UGA students have received the Goldwater Scholarship almost every year since the mid-1990s. The 2012 recipients bring the university’s total of Goldwater Scholars to 43.

The Barry M. Goldwater Scholarship and Excellence in Education Foundation provides a maximum award of $7,500 per year for university expenses such as tuition, fees, books, and room and board.
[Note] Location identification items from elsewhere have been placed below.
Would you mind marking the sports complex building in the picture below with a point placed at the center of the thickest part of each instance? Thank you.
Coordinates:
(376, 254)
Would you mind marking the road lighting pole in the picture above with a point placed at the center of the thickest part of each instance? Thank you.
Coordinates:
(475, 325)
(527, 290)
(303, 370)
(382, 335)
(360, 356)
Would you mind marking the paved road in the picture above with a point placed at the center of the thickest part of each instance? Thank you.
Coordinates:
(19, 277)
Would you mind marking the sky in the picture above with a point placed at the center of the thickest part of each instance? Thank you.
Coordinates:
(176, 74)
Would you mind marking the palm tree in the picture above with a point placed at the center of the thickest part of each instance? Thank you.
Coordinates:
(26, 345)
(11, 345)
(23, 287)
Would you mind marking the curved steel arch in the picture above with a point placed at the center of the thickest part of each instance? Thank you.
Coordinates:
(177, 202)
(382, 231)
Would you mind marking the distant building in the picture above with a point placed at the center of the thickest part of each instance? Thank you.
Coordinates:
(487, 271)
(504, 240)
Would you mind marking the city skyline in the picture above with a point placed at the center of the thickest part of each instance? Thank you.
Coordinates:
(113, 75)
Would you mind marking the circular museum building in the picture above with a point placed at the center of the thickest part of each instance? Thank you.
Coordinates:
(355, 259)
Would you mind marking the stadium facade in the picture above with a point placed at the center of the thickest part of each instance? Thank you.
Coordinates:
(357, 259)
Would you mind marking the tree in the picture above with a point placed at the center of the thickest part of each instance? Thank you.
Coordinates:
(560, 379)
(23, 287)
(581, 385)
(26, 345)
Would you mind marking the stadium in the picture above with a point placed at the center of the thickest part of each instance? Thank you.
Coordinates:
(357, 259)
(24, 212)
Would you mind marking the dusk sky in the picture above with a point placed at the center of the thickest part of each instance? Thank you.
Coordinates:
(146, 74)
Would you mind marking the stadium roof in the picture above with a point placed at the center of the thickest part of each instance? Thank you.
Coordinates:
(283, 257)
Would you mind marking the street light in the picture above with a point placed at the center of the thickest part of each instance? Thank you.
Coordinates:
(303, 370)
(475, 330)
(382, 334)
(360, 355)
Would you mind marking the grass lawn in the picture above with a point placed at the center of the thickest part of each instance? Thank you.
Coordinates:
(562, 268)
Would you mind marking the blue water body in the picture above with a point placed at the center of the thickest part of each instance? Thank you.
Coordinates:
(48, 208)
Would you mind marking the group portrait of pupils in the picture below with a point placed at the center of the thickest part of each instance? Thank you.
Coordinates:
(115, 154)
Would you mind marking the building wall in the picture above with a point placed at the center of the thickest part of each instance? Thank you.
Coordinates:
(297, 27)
Congress created the program in 1986 to honor the late U.S. senator.

“I am very pleased for these truly wonderful students,” said David S. Williams, associate provost and director of the Honors Program. “The fact that UGA is one of only four institutions in the nation with the maximum number of four Goldwater recipients this year underscores their individual and collective achievements.”

DeLeo, also a UGA Ramsey Honors Scholar, has been conducting cereal crop genomic analysis research under crop and social sciences professor Katrien Devos. 

Ligon, who recently was awarded a UGA Foundation Fellowship, has participated in RNA immunology research in Rebecca and Michael Terns’ biochemistry and molecular biology laboratory as a CURO Honors Scholar and CURO summer fellow.

Stratmann, a member of the Honors Program and a 2011 CURO summer fellow, currently is working on her own inquiry developing a species distribution model and related location and surveying techniques for the endangered bog turtle. Her research mentor is vertebrate ecologist John Maerz.

Trible, also a UGA Foundation Fellow, has been studying the behavior of invasive South American fire ants found in Georgia with entomology professor Kenneth Ross. Trible also traveled to Costa Rica, carrying out his own self-designed project on the interactions between fire ants and coffee farms.